Hooray! It’s the first long weekend of this year. I can finally have time to do my new blog post, plus tons of other housework. This is one of the ways to enjoy my personal time. I mean the blogging part, not the housework.
Whenever we have time on weekends, we like to make a big deal for breakfast. I personally not a big fan of big breakfast but N likes his to be like a brunch. I enjoy the making of it. Pancakes with sausages, waffles, scones, are our favorites. Yesterday, however, instead of making the usual with butter, I, for the first time, used applesauce as baking ingredients for muffins. I have read lots of recipes for low-fat baking using applesauce before but I have never tried it because of the skepticism about replacing butter in any type of baked goods. Butter is supposed to be the heart and soul of yummy baked goods. But inspired by the gorgeous Morning Glory Oat Muffins of Honey and Jam, I finally tried baking with applesauce and I am loving it.

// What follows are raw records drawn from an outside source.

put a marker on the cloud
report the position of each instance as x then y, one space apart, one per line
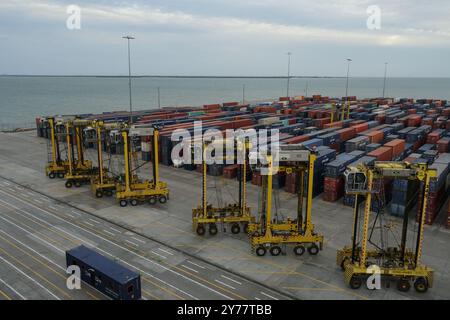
144 16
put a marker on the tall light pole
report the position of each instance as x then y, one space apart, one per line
289 73
129 75
384 81
159 99
346 88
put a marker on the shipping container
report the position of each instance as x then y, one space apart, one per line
104 274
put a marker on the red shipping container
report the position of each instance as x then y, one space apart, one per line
337 124
319 123
211 106
347 133
360 127
381 118
297 139
375 136
256 178
381 153
443 145
414 120
397 145
433 137
230 104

This recipe of Buttermilk Bran Muffins was found on Epicurious and is originally published in Healthy Oven Baking Book of Sarah Phillips. It is a very basic recipe. You can add any ingredients like dried fruit, nuts to your liking. I added raisins, cranberries and flaxseeds. The applesauce and buttermilk really moistened the muffins. With the use of raw sugar, the flavour of the whole wheat and bran is deepened. I like how light the muffins are. For N, no matter whether there is butter of not in the muffins, he would put a large pat of margarine on it when he was eating it. So, he really did not miss the butter in the muffins at all.

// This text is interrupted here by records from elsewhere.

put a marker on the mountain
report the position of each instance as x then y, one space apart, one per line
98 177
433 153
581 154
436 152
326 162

Recipe: Buttermilk Bran Muffins
Adapted from The Healthy Oven Baking Book by Sarah Phillips
Nonstick canola oil spray
1 cup unprocessed wheat bran
2/3 cup unbleached all-purpose flour
2/3 cup whole wheat flour
1 1/4 tsp baking soda
1/8 tsp salt
1 1/4 cup low-fat buttermilk
1/2 cup raw sugar
1/4 cup unsweetened applesauce
1 large egg
1 1/2 Tbsp canola oil
1 tsp vanilla extract
3 Tbsp flexseeds
1/3 cup raisins
1/3 cup cranberries
Position a rack in the centre of the oven and preheat to 350F
Lightly greased or spray twelve 2 1/4″ x 1 1/2″ nonstick muffin cups with oil.
In a medium bowl, whisk together wheat bran, flours, baking soda and salt.
In another medium bowl, using a handheld electric mixer set at high speed, beat the buttermilk, sugar, applesauce, egg, oil and vanilla until frothy, about 2 mins. Make a well in the centre of the dry ingredients and pour the buttermilk mixture. Stir until just combined. Add dried fruits and flexseeds or other nuts of your choice. Mix until just combined. Do not overmix.
Spoon batter into muffin tray. Bake until the tops spring back when pressed gently in the centre, about 20 mins. Do not overbake. Cool in the pan on a wire rack for 10 mins before serving.